Efficiency considerations

Fig 2: A graph of the values of N (an integer power of 2) that minimize the cost function ${\displaystyle {\tfrac {N\left(\log _{2}N+1\right)}{N-M+1}}}$

When the DFT and IDFT are implemented by the FFT algorithm, the pseudocode above requires about N (log₂(N) + 1) complex multiplications for the FFT, product of arrays, and IFFT.^[E] Each iteration produces N-M+1 output samples, so the number of complex multiplications per output sample is about:

${\displaystyle {\frac {N(\log _{2}(N)+1)}{N-M+1}}.\,}$

Eq.3

For example, when ${\displaystyle M=201}$ and ${\displaystyle N=1024,}$ Eq.3 equals ${\displaystyle 13.67,}$ whereas direct evaluation of Eq.1 would require up to ${\displaystyle 201}$ complex multiplications per output sample, the worst case being when both ${\displaystyle x}$ and ${\displaystyle h}$ are complex-valued. Also note that for any given ${\displaystyle M,}$ Eq.3 has a minimum with respect to ${\displaystyle N.}$ Figure 2 is a graph of the values of ${\displaystyle N}$ that minimize Eq.3 for a range of filter lengths (${\displaystyle M}$).
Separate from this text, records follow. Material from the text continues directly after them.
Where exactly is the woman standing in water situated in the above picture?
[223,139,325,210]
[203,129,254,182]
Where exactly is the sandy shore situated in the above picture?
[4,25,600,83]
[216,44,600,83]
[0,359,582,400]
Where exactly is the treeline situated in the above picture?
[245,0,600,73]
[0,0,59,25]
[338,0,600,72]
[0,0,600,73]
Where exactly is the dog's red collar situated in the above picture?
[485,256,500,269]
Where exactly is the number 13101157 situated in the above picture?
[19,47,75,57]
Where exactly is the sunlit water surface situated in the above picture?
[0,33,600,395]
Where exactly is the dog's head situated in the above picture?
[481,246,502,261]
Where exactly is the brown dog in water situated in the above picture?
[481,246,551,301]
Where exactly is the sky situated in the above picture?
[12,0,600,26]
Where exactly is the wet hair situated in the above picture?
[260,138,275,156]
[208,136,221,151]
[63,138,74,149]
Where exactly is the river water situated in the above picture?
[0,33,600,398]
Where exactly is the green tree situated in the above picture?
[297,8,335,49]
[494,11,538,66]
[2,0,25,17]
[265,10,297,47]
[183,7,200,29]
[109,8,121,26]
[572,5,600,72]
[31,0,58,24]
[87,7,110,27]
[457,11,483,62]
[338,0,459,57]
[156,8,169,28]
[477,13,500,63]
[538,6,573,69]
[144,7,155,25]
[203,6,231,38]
Instead of Eq.1, we can also consider applying Eq.2 to a long sequence of length ${\displaystyle N_{x}}$ samples. The total number of complex multiplications would be:

${\displaystyle N_{x}\cdot (\log _{2}(N_{x})+1).}$

Comparatively, the number of complex multiplications required by the pseudocode algorithm is:

${\displaystyle N_{x}\cdot (\log _{2}(N)+1)\cdot {\frac {N}{N-M+1}}.}$

Hence the cost of the overlap–save method scales almost as ${\displaystyle O\left(N_{x}\log _{2}N\right)}$ while the cost of a single, large circular convolution is almost ${\displaystyle O\left(N_{x}\log _{2}N_{x}\right)}$.

Overlap–discard

Overlap–discard^[2] and Overlap–scrap^[3] are less commonly used labels for the same method described here. However, these labels are actually better (than overlap–save) to distinguish from overlap–add, because both methods "save", but only one discards. "Save" merely refers to the fact that M − 1 input (or output) samples from segment k are needed to process segment k + 1.

Extending overlap–save

The overlap–save algorithm can be extended to include other common operations of a system:^[F][4]

• additional IFFT channels can be processed more cheaply than the first by reusing the forward FFT
• sampling rates can be changed by using different sized forward and inverse FFTs
• frequency translation (mixing) can be accomplished by rearranging frequency bins

See also

• Overlap–add method
• Circular convolution#Example

Notes

1. Rabiner and Gold, Fig 2.35, fourth trace.
2. Shifting the undesirable edge effects to the last M-1 outputs is a potential run-time convenience, because the IDFT can be computed in the ${\displaystyle y[n]}$ buffer, instead of being computed and copied. Then the edge effects can be overwritten by the next IDFT.  A subsequent footnote explains how the shift is done, by a time-shift of the impulse response.
3. Not to be confused with the Overlap-add method, which preserves separate leading and trailing edge-effects.
4. The edge effects can be moved from the front to the back of the IDFT output by replacing ${\displaystyle \scriptstyle {\text{DFT}}_{N}\displaystyle (h[n])}$ with ${\displaystyle \scriptstyle {\text{DFT}}_{N}\displaystyle (h[n+M-1])=\ \scriptstyle {\text{DFT}}_{N}\displaystyle (h[n+M-1-N]),}$ meaning that the N-length buffer is circularly-shifted (rotated) by M-1 samples. Thus the h(M) element is at n=1. The h(M-1) element is at n=N. h(M-2) is at n=N-1. Etc.
5. Cooley–Tukey FFT algorithm for N=2^k needs (N/2) log₂(N) – see FFT – Definition and speed
6. Carlin et al. 1999, p 31, col 20.